2

I'm a beginner in C++ so I hope you bear with me.

Trying to read a file which in text format each has lines that either look like this (the first few lines, called header lines):

@HD VN:1.5  SO:queryname

or like this

read.1  4   *   0   0   *   *   0   0   CAACCNNTACCACAGCCCGANGCATTAACAACTTAANNNCNNNTNNANNNNNNNNNNNNTTGAAAAAAAAAAAAAAAAAA    A<.AA##F..<F)<)FF))<#A<7<F.)FA.FAA.)###.###F##)############)FF)A<..A..7A....<F.A    XC:Z:CAACCNNTACCA   RG:Z:A  XQ:i:2

Both are tab delimited.

The file is very large and therefore is in binary format.

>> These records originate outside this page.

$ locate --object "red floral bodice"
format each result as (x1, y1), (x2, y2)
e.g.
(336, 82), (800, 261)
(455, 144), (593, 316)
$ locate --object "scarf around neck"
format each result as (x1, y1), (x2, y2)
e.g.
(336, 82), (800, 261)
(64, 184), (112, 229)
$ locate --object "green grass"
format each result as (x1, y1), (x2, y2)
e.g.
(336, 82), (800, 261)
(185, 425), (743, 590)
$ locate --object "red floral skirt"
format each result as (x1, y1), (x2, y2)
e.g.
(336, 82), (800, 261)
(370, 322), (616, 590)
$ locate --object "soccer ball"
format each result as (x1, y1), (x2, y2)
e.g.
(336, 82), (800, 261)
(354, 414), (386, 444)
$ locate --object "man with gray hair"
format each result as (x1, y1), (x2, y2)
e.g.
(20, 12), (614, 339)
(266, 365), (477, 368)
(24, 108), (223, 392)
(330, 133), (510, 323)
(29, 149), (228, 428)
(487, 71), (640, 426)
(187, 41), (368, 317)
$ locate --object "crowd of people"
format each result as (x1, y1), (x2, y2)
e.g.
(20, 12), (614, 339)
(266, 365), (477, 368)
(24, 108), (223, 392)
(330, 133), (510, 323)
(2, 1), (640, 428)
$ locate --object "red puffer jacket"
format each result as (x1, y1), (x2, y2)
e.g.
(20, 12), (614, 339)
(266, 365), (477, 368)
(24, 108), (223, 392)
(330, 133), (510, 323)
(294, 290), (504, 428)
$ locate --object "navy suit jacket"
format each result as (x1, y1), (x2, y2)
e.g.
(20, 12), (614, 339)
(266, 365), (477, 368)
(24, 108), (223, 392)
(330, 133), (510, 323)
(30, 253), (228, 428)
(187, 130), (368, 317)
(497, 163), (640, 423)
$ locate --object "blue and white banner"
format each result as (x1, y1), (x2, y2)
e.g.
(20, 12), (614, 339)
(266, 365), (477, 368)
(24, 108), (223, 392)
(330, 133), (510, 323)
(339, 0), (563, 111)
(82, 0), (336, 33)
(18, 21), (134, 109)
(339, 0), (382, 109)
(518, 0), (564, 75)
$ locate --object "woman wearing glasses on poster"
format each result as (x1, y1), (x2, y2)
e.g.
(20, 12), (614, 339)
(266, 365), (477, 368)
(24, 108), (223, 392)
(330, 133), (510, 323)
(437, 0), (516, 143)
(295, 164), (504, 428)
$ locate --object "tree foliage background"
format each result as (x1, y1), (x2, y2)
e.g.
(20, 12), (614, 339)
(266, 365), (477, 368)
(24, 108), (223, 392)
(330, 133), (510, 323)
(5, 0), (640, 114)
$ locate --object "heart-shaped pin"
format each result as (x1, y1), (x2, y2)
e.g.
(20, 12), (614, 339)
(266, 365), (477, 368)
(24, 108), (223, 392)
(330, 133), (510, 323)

I'm wondering whether it is possible to read from the binary format file each line, do some processing on that line, and then write it to a binary format output file.

I started with this code:

#include <iostream>
#include <fstream>
#include <string>
using namespace std;
int main(int argc, char* argv[])
{
  string input_file = argv[1];
  string output_file = argv[2];
  string line;
  ifstream istream;
  istream.open(input_file.c_str(),ios::binary|ios::in);
  ofstream ostream;
  ostream.open(output_file.c_str(),ios::binary|ios::out);
  while(getline(istream,line,'\n')){
    if(line.empty()) continue;
    //process line assuming it is read as a string
    ostream<<line<<endl;
  }
  istream.close();
  ostream.close();
}

But it crashes with: Segmentation fault (core dumped), in the part where I'm trying to parse line to a string vector.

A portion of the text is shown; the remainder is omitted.